Y don Félix, sereno, extendía tranquilo su diestra como para aplacar el ímpetu de mi pregunta y me respondía:
—No hay que creer que siempre las catedrales estuvieron llenas y que hoy, súbitamente, se han vaciado. En el fondo nuestra época no es ni peor ni mejor. Y si de una parte parece peor, hay que buscar la parte que, en cambio, y como contrapunto, mejora. Sí entristece, ciertamente, el espectáculo de la catedral vacía. Al fin y al cabo es como la imagen y el símbolo del alma vacía. ¡Cuántos espacios vacíos en el alma de cada hombre tras su ostentosa fachada!
Don Félix alguna vez componía el rostro en una seriedad doctoral entre sonrisa y sonrisa. Recuerdo que aquella tarde —y esto era en Úbeda, en la plaza de Vázquez de Molina— añadió:
—Lo peor es desfasar. Falta ahora una armonía entre posibilidades y deseos. Y lo extraño es que no faltan las posibilidades. Lo que faltan son los deseos. Todos los deseos del hombre se están volviendo pequeños. Ocupan demasiado sitio porque son muchos. Pero uno a uno carecen de grandeza. Creo que el mundo actual ofrece perspectivas inmensas para el hombre. Pero el hombre reduce sus dimensiones al par que su horizonte se agranda. Hoy nos desfasamos no por querer mucho, sino porque queremos más cosas pequeñas y mezquinas.
Y quizás éste es el drama de la catedral vacía, del templo vacío. No es que ella sea grande, demasiado grande. ¿Es que la multitud hoy está compuesta de individualidades pequeñas?
Pero don Félix no era un pesimista. En una homilía que le oí en Andújar, el obispo dijo:
—Siempre hay que esperar. Hay que conceder un crédito a todos los hombres. No sirven las impaciencias.

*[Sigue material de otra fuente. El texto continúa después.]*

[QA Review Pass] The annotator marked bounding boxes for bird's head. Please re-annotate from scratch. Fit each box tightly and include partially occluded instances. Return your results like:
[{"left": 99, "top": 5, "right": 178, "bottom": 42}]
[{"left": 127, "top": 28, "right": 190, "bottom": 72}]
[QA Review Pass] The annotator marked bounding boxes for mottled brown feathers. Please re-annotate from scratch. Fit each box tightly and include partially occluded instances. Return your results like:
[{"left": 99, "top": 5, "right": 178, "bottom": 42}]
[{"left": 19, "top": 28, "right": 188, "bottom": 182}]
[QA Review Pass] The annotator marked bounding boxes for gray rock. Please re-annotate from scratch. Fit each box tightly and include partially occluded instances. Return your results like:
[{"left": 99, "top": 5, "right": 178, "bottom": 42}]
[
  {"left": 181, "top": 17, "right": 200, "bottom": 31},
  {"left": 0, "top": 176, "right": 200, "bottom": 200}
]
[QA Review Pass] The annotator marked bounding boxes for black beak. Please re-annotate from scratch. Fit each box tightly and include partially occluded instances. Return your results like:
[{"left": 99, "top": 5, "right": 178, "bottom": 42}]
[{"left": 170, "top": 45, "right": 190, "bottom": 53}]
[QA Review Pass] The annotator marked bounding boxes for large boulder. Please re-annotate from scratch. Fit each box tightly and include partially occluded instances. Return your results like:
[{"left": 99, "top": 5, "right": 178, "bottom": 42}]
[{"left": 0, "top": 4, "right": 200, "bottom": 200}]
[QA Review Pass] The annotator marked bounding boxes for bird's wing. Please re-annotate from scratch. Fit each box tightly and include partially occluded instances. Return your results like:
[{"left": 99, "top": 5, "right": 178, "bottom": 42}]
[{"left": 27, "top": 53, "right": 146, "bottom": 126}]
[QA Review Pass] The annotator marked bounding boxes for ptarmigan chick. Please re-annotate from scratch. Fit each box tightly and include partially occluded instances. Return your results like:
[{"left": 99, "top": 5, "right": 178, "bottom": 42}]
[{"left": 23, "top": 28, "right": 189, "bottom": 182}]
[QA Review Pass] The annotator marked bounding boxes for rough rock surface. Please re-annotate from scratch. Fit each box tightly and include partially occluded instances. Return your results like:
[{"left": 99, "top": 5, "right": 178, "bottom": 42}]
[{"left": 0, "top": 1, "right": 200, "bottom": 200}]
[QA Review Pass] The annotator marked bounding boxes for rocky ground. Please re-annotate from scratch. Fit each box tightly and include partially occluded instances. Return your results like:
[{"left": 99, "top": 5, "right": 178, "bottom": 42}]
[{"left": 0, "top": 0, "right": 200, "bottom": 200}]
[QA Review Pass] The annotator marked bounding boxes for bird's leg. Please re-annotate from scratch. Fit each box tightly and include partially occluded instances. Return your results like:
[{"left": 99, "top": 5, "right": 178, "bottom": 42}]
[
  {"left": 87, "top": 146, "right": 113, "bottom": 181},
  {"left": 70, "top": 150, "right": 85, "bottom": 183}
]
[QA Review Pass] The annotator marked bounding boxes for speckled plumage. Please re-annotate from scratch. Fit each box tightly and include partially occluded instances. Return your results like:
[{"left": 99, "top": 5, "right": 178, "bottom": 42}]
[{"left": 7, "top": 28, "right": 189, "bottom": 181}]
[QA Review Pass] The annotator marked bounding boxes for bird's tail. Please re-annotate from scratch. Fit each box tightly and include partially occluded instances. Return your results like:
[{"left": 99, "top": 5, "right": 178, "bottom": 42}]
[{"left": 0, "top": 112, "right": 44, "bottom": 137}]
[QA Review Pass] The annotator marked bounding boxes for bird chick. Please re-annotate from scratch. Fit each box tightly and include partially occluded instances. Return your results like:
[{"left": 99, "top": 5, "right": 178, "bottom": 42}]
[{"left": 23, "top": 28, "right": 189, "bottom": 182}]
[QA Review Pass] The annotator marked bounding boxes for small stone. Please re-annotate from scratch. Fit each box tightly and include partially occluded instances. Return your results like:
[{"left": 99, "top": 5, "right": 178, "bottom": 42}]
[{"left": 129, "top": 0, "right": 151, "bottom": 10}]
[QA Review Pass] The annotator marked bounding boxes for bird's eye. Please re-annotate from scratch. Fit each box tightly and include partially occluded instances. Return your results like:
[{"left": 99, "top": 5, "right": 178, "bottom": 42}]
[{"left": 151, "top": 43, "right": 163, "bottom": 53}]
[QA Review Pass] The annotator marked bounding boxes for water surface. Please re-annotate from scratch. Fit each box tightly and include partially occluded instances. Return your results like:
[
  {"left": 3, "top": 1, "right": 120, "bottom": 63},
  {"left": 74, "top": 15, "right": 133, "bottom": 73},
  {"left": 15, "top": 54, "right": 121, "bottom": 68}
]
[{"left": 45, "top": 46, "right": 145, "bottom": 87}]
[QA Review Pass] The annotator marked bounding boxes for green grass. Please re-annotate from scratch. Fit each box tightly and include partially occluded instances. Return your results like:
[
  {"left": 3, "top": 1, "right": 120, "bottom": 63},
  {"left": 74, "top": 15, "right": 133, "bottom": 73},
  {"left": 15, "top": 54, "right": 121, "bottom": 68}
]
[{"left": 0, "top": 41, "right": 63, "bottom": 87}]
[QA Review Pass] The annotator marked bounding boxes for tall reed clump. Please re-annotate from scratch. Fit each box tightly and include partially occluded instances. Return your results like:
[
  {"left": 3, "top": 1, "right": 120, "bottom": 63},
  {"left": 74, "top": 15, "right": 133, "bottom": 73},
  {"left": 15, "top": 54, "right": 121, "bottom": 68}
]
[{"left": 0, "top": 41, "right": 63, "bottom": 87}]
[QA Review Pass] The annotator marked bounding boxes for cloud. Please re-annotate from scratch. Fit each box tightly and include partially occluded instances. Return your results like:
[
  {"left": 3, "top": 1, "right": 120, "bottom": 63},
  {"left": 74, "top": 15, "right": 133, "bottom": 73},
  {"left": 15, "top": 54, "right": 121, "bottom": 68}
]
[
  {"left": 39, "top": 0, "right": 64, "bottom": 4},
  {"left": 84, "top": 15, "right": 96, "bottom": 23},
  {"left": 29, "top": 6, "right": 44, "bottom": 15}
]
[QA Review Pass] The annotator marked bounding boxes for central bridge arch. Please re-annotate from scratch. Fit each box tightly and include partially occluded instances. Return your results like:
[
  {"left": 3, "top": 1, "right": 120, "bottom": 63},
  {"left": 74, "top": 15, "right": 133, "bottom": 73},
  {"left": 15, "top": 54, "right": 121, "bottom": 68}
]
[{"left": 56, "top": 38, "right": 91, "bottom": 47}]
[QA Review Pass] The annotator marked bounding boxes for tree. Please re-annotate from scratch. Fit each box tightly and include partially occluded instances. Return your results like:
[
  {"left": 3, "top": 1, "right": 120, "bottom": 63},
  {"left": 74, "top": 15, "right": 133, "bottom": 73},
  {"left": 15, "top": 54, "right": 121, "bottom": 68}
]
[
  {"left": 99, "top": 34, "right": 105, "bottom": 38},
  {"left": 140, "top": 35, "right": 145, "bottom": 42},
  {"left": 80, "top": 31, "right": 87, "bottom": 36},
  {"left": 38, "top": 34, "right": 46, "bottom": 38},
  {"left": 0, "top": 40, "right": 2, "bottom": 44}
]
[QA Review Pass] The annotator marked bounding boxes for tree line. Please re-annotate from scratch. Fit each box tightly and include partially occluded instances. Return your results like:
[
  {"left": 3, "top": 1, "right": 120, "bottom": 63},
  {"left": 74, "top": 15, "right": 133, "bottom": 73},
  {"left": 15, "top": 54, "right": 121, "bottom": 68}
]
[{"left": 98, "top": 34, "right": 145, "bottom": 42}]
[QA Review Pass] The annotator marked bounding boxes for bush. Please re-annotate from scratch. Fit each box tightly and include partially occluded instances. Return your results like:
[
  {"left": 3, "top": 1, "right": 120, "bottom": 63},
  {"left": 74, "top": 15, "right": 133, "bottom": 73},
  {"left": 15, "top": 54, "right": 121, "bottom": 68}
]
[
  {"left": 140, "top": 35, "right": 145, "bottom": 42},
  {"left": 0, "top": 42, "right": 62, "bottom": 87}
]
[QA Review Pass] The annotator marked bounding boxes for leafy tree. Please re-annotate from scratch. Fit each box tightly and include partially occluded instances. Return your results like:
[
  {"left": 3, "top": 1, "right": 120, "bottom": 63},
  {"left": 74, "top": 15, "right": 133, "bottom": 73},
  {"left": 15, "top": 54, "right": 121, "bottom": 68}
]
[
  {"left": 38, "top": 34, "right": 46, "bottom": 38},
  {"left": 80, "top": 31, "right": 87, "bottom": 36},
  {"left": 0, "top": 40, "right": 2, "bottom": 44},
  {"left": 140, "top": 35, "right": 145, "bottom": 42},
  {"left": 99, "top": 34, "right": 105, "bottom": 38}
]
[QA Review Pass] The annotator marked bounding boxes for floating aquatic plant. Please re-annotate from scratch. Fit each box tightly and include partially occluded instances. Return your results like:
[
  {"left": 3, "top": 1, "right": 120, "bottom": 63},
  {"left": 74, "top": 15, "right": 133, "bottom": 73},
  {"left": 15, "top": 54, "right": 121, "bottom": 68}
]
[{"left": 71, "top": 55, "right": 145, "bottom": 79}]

De las gentes de Jaén, el prelado dijo una vez en público, en una sesión del Instituto de Estudios Giennenses:
—Me prenden la atención y el cariño, estos hombres que entienden las cosas a la primera. A los hombres de Jaén me refiero.
Llega San Lucas y yo conservo en la memoria innumerables gestos, palabras, sonrisas de paz y gestos doctorales del ilustre obispo. Oí una plática suya en la ordenación sacerdotal de un sobrino mío, ya en Valladolid, hace tres años. Dijo:
—El sacerdote no puede ser un hombre vulgar. Por eso el amor es la divisa del sacerdote.
Jaén celebra su fiesta. Sus hombres «que entienden las cosas a la primera» se disparan en fervores de nobleza. Hay que atinar. No siempre se atina, incluso en los buenos deseos. Quiero una vez más recordar a don Félix. Será bueno que cada hombre de Jaén y de su provincia, al pasar por delante de la catedral, no sienta la tristeza del templo vacío. Será bueno, desechar pesimismos y acordarse —en el mismo silencio de la catedral—, a media tarde, cuando nada más se oye la voz de la limpiadora, mientras lacrimean los cirios en los altares; será bueno, digo, entonces, acordarse de las palabras del prelado: Si hay cosas peores es que —por ley de compensación— ha de haber también cosas mejores.